A transcendental “I” is a contentless symbolic index for a constellation of values and commitments, i.e., what we care about and what we believe, our Aristotelian ethos. Here, what is of interest is not the content of a contentful, factual self (“us”), but rather the content of what we care about and what we believe. Transcendental “I” refers to the identity of an ethos or unity of apperception. Thus anyone who in some context cares about the same things and believes the same things says “I” transcendentally in exactly the same way in that context, because in each of these cases, “I” refers to the same ethos.

(I’m using the common vocabulary of reference and identity here to keep things simple, but the usual caveats apply. Reference and identity are actually derivative notions, not primitive ones, but there is no philosophical harm in using them in a simple way anyway, provided we avoid tacitly assuming they are primitive.)

What identifies us as individuals is the empirical “me”, but what plays the role of an ethical subject or subject of knowledge is the paradoxically intimate but anonymous transcendental “I”. (See also Transcendental?; Empirical-Transcendental Doublet; and many articles under Subjectivity in the menu.)

Historically, tight theoretical identification of ethical subjects and subjects of knowledge with empirical individuals is associated with the rationalization of practices of blaming and punishment, especially when translated into a theological context.

Evil?

Evil has no place in the natural order, and still less in the transcendental. The most admirable forms of traditional “metaphysics” — Platonic and Leibnizian — gave it no place there, either. Yet, alongside much beauty and good, there is undeniably an abundance of empirical evil in the world.

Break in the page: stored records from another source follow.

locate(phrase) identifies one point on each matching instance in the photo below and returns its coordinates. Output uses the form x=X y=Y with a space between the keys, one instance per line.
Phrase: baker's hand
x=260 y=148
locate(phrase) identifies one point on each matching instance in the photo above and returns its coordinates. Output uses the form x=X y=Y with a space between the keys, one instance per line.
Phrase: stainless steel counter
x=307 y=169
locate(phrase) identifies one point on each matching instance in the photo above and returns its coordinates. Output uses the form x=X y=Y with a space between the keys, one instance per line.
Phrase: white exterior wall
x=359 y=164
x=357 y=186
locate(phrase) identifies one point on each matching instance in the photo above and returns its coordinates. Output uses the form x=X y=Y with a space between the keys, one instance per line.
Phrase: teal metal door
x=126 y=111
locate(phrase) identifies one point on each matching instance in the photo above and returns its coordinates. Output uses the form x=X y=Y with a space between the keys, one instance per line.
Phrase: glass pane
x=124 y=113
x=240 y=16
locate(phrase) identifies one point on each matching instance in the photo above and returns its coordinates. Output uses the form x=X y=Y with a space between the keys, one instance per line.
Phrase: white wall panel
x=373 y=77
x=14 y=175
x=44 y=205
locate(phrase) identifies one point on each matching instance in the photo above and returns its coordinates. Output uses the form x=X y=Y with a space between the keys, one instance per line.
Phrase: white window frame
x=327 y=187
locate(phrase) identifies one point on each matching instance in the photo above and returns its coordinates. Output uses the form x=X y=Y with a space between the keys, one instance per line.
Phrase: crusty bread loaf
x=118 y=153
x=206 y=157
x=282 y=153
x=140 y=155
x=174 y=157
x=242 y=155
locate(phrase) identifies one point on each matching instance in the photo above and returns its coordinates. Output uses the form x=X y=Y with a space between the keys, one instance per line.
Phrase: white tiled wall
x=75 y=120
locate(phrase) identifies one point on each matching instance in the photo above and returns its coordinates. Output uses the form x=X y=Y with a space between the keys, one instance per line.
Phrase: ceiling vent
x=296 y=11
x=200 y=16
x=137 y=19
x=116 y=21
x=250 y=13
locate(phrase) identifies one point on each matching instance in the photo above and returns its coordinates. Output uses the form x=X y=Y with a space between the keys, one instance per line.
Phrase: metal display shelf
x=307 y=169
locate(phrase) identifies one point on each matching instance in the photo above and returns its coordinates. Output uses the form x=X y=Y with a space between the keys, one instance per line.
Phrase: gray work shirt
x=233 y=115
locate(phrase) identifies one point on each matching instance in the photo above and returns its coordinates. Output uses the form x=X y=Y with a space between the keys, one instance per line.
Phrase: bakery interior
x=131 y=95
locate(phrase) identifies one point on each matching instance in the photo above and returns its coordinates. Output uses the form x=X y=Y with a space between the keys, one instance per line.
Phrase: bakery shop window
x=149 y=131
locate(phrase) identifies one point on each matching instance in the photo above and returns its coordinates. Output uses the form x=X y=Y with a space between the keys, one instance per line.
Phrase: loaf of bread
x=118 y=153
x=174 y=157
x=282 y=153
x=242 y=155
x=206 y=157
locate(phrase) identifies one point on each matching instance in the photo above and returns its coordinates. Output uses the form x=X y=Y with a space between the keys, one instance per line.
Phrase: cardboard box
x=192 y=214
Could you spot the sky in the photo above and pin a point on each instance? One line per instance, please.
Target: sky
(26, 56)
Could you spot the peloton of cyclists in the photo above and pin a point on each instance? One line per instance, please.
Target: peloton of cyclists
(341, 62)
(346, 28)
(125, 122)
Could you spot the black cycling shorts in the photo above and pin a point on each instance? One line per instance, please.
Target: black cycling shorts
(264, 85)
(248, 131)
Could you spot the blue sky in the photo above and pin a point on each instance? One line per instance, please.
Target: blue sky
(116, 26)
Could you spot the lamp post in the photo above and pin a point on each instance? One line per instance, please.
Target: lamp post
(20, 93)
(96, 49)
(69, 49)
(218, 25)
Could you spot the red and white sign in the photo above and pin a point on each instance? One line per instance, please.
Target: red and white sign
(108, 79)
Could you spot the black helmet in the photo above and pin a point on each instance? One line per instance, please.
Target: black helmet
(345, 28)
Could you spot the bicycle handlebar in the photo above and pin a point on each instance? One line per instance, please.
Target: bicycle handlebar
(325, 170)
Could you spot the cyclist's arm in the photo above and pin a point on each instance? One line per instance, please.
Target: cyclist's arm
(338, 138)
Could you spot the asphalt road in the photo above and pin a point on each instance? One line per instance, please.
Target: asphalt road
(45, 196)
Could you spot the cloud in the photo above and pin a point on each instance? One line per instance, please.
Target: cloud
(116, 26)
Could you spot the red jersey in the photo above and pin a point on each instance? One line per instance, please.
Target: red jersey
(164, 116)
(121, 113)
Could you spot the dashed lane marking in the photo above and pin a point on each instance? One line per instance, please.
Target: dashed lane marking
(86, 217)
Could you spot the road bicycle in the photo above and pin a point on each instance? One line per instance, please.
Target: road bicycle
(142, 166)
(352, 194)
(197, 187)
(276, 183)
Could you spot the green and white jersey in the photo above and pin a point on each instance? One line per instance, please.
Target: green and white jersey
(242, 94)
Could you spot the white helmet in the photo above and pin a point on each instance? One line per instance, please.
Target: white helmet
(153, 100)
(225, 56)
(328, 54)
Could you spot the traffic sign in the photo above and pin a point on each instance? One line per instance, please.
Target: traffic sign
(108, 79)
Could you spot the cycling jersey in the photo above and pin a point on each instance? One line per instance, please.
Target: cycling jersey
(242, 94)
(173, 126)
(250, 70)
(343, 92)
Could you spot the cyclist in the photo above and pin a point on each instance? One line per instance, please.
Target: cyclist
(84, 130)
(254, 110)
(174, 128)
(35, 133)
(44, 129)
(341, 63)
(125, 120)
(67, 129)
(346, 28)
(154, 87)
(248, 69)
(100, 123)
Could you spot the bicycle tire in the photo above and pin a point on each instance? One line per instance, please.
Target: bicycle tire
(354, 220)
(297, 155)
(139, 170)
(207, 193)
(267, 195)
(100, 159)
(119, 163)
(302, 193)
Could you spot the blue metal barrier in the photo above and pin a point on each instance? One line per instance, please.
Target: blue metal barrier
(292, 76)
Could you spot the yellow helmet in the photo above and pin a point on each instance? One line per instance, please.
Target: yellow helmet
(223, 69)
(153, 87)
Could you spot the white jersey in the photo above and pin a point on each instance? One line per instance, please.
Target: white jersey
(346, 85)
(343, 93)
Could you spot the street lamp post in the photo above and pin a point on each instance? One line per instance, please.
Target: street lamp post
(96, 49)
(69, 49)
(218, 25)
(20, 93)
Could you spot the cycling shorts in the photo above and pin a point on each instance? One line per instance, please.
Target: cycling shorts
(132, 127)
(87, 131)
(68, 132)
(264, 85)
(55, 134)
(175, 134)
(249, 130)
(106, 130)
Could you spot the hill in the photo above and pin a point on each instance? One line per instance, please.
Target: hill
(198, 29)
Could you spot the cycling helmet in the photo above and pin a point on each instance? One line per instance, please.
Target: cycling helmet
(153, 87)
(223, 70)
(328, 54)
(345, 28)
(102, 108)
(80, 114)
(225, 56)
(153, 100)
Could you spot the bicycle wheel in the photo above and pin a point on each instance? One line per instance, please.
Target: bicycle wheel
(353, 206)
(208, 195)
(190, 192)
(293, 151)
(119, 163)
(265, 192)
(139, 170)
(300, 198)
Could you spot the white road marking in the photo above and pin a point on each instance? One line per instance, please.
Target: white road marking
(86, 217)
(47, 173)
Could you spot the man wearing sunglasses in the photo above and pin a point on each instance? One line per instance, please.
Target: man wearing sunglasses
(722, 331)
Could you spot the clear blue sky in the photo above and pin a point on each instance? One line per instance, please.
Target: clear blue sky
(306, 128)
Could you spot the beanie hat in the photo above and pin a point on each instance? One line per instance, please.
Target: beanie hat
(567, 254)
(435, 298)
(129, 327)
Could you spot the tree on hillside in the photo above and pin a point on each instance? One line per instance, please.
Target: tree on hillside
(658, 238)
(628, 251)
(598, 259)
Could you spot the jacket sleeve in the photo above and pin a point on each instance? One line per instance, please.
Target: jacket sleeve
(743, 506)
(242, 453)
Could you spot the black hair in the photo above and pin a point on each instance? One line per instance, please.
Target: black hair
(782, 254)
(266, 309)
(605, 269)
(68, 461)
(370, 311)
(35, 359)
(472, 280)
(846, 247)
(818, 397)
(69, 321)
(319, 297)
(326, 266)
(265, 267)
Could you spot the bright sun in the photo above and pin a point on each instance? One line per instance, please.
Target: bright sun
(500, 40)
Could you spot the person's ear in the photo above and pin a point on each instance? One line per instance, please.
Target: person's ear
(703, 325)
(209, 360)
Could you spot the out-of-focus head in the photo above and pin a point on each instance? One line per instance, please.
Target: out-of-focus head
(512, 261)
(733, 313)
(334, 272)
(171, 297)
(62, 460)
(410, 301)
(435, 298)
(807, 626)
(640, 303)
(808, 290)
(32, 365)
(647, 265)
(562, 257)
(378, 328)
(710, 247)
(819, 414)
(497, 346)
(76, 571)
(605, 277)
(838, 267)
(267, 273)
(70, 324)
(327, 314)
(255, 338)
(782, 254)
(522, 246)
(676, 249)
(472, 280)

Among the various kinds of bad things, there is pain or misfortune; there is merely unreasonable or selfish human behavior; and there is real evil.

On one level, misfortune is a subjective interpretation based on a particular point of view, but having a particular point of view is intrinsic to the kind of beings we are, and calling misfortune subjective does not make it hurt less. Good is a formative influence spanning both the natural and transcendental orders, but it is not omnipotent, and even if it were, there would still be misfortune from particular points of view.

Unreasonable or selfish behavior comes from a lack of good emotional development. While bad, in itself it is not truly evil.

Malicious lies and hypocrisy, pathological cruelty, and systemic social ills are all things that cannot be adequately explained in terms of immoderate emotion or desire. Unfortunately, these all really occur. They are not illusory, and could never be part of a greater good. These I call truly evil. As with misfortune, real evil is possible because good is not omnipotent.

Deep malice and cruelty belong to individual pathology.

Systemic social ills such as extreme inequality and the oppression of groups belong to a kind of social pathology that may be aided and abetted by individual pathologies or by ordinary selfish or narrow-minded behavior, but social ills as such cannot be blamed only on the bad behavior of individuals. Their sources are wider and deeper than that, extending to the contingent factual structure of historical societies. On Brandomian principles, the whole community shares responsibility for combating things like this, over which no individual has control. (See also Stubborn Refusal; Fragility of the Good.)

Two Kinds of Character

Again from the top, still thinking about what makes a human being, it seems to me there are two main layers, each relatively autonomous and constituted on its own terms, but each also having a different sort of dependency on the other. I want to say that our emotional character — acquired, accumulated, and modified over time — is what defines us as common-sense individuals with personal identity. I also want to say that the values we live by constitute an ethical character that is very different from common-sense personal identity. Emotional character gives us an empirical “me”. Ethical character gives us a rational or ecstatic “I that is a We”.